For the past 4 weeks, Arkansas landscape designer Daniel Keeley has been walking us through the renovation of his 1,000-square-foot cottage in Fayetteville. For our final post, we've asked Daniel to answer some of the most common questions you posed in the comments section and to give us any wisdom he's learned from the process.
Q: What was the time frame of the remodel?
A: The time from purchase to move-in was 9 months, but there was an initial 3-month delay with getting started, so the remodel of the house and interior only took about 6 months.
Q: How long did garden installation take? Did you do it in phases or did everything go in at once?
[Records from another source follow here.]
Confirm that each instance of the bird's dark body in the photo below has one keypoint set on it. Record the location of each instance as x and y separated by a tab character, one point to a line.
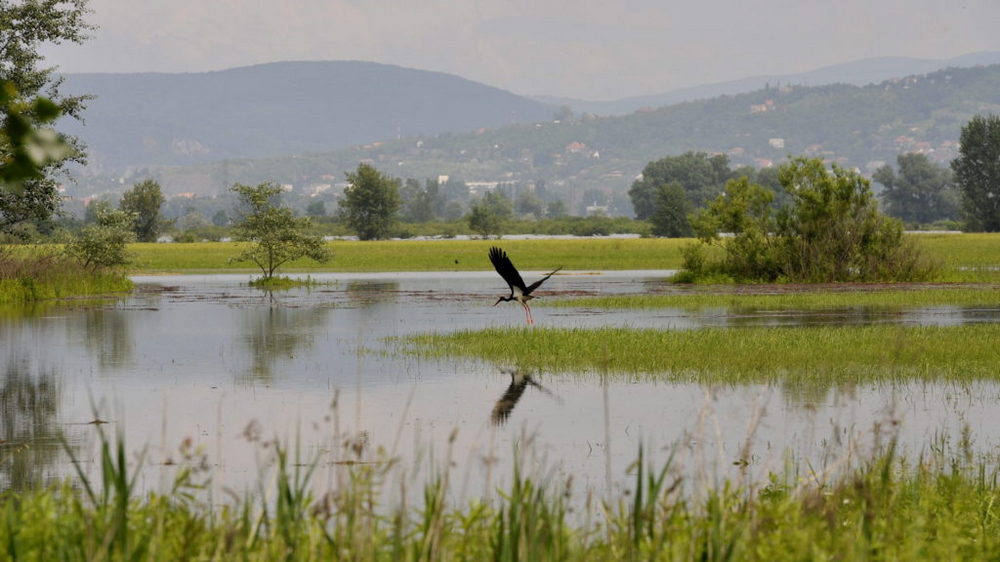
518	290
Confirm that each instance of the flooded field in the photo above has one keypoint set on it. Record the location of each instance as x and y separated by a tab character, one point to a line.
193	367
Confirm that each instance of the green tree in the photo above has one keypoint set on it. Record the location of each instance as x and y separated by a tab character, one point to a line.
556	209
24	27
420	203
670	211
830	231
316	208
104	243
977	172
922	192
700	175
528	202
275	234
370	203
488	215
144	201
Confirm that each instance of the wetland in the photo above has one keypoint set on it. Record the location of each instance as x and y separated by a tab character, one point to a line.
398	376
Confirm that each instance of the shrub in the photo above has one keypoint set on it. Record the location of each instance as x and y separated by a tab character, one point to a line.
830	230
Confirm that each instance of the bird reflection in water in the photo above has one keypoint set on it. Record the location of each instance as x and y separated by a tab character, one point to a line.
520	380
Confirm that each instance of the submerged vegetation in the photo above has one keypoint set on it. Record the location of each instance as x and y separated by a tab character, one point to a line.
737	355
964	257
938	505
28	278
828	229
885	297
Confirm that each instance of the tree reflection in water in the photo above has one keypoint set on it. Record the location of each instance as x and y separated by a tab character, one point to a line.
276	333
109	335
31	436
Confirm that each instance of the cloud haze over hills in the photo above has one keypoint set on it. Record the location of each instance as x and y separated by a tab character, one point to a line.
582	49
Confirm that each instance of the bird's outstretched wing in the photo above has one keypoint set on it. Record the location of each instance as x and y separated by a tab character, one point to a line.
536	284
506	269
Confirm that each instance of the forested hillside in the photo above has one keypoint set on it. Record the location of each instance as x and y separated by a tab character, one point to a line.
855	126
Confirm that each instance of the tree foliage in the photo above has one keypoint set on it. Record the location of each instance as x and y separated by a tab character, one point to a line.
977	172
275	234
922	192
700	176
670	211
370	203
831	230
144	201
104	243
31	98
488	215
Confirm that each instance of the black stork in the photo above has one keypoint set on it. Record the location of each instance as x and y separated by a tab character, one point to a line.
518	291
A: The garden had begun during the 6-month remodel but took another 3 months to complete due to weather. If memory serves me, we installed the front garden in March. I moved in the house in April. The rest of the garden spaces were completed in June.
Q: The garden already has such a mature feel to it, despite being relatively new. How did you achieve that so quickly? Did you buy larger, mature size shrubs and plants?
A: Yes, I installed large shrubs and trees where possible, especially for the framework hedges and other prominent components. Here is a little pro tip that I try to use on all of our projects: I try to install plants that relate proportionally to each other at the time of planting the same way they will at maturity. If a particular plant is meant to be larger than others surrounding it, I typically purchase it in a larger container size than the surrounding variety.
Q: Painting the brick has been something a lot of people have commented on and it seems to be a bit controversial for some. Why did you choose brick over siding or shingles? What kind of upkeep do you expect on the painted brick?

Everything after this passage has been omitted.